Pour une dépense qui correspond à peu de chose, l’industrie de la défense a gagné des dizaines de milliards de commandes générées par la guerre en Irak, tandis que Wall Street a reçu des milliers de milliards quand le gouvernement fédéral l’a sauvé en 2008. Une étude de 2007 analysant les donations des entreprises en regard du cours de leurs actions, entre 1979 et 2004, a démontré que le cours des actions des entreprises qui avaient contribué le plus aux partis battait le cours moyen de l’ensemble des actions de 2,5 points de base annuellement.
L’escroquerie des deux partis
Malgré toute la rhétorique anti-gouvernementale qui émane des milieux d’affaires, la classe dominante a besoin d’un Etat capitaliste qui garantisse sa propriété et son influence contre les classes capitalistes rivales.

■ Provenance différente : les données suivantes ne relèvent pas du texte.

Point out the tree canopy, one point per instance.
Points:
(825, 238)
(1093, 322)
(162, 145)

Tant que les partis politiques du régime restent fidèles au maintien de cet état des choses, le big business peut supporter des changements dans le gouvernement. Mais pour garantir que les gouvernements ne décident pas des politiques qui aient trop d’effets contraires aux intérêts du monde des affaires, les capitalistes s’efforcent de façonner et contrôler les partis politiques qui sont habituellement en concurrence pour former le gouvernement. C’est là une des façons par lesquelles la classe capitaliste arbitre des objectifs et programmes qui entrent en conflit.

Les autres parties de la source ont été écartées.